MISSISSAUGA, Ont. – The federal government is looking to stop employers from misclassifying employees as a way to avoid source deductions or other labor obligations – a process the trucking industry has come to know as Driver Inc.
The commitment was made this week among other proposed updates to the Canada Labour Code, which hasn’t been updated since the mid-‘60s.
“In trucking in particular, we heard both from employer and employee groups that misclassification was a real challenge and created a sense of instability and an unlevel playing field,” Minister of Employment, Workforce Development and Labor Patty Hajdu said on Thursday during an industry briefing.
“Our intent,” she said, “is to create a level playing field.”
“Employers hated it because it actually gave a competitive advantage to those other employers who were misclassifying people as ‘self-employed,’” Hajdu explained. Meanwhile, employees who thought there would be certain benefits to the structure began to realize that they were being “ripped off” once they actually began to pay the costs of being self-employed, and balanced those against the benefits of being an employee.

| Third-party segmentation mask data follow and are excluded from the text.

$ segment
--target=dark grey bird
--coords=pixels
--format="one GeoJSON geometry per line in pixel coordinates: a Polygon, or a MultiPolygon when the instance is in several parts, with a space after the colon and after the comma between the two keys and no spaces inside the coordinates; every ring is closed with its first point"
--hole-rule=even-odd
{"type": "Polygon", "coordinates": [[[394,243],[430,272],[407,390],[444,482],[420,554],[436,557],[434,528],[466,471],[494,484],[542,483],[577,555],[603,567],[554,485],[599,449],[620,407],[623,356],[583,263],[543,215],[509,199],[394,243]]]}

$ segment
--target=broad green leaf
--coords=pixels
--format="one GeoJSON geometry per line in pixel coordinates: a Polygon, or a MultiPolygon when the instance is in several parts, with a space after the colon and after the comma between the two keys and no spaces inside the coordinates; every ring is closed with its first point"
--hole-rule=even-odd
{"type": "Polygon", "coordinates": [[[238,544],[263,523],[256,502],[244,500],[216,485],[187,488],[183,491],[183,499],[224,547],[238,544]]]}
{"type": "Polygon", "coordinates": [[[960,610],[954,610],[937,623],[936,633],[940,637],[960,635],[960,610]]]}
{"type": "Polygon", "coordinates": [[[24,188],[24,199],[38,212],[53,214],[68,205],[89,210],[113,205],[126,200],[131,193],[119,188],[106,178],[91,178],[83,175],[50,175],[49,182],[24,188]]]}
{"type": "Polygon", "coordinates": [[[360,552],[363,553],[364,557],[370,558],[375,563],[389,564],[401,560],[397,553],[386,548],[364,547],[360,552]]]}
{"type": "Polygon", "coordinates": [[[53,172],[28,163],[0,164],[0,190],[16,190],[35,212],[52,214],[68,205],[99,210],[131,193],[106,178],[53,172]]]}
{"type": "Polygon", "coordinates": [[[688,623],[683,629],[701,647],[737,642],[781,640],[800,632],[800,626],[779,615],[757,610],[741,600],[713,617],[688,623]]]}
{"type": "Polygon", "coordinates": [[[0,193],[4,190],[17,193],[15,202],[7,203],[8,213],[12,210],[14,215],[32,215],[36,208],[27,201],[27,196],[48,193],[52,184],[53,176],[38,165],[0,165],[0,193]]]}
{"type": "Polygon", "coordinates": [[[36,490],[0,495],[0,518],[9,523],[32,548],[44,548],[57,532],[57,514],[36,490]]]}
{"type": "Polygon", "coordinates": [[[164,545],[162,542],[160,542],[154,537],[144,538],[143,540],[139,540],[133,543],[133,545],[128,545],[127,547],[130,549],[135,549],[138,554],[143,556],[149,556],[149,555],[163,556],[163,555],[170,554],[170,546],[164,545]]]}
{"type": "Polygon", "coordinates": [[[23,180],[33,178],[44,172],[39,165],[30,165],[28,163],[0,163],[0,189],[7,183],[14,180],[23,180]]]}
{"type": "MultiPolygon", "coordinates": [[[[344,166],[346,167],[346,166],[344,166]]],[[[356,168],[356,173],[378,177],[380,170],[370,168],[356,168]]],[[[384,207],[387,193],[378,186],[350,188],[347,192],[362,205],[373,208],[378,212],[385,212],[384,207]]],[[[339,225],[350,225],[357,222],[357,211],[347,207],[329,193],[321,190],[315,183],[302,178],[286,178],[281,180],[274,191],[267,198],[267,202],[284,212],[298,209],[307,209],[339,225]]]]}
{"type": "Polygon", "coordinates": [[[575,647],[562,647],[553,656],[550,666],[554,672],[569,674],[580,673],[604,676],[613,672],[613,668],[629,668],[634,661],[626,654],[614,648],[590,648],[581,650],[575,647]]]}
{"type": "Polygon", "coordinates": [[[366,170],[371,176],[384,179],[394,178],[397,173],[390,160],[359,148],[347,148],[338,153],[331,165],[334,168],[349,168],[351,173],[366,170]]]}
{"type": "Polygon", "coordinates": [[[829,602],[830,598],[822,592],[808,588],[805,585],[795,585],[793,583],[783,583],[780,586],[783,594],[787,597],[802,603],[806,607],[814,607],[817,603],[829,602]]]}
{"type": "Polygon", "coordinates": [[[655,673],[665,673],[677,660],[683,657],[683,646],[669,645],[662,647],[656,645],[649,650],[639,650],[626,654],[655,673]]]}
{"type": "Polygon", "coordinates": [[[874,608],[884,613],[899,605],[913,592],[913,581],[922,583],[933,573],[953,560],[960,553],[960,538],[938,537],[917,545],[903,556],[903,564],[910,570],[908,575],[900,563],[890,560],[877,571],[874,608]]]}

Her comments were made in the offices of Trillium Roadways, which openly admits to incorporating about half of its 96 drivers.
Trillium president Jaspreet Samra says it’s the drivers themselves who request the payment structure, and he wants to transition all of them into the workforce as employees.
“The whole industry is like that,” he said of the growing number of drivers who want to be classified as independent businesses. “We offered both.”
The willingness to adopt the structure was needed for recruiting, he added. “It’s hard for us to maintain the drivers, keep the drivers.”
“We do think that it is unfair to the entire sector if some people are playing by different rules than others,” said Hajdu, noting that she first became aware of the situation about a year ago, during industry consultations in Woodstock, Ont.
“Our industry is built around a lot of independent contractors who invest a lot of money to get into the industry by leasing and purchasing their truck,” said Stephen Laskowski, president of the Canadian Trucking Alliance. “That’s a big investment and a big risk. And investment is risk. The misclassification of someone who doesn’t have that risk is really unfair to the entrepreneurial spirit of those individuals.”
Shawn Baird of Sharp Transportation Systems struck out at those fleets taking advantage of the business model.
“My biggest concern is how they’re selling a bill of goods to the driver — taking advantage of them by telling them, ‘You’re going to get all these tax advantages.’ At the end of the day the driver is further behind than if he was to be treated as an employee,” he told Today’s Trucking.
Fleets that abuse the Driver Inc. model are not just avoiding taxes but also employer health taxes and WSIB payments, he added.
“You have some companies out there with spouses and kids, with people getting free health care in this province while their employer doesn’t pay a penny towards it. That is morally reprehensible.”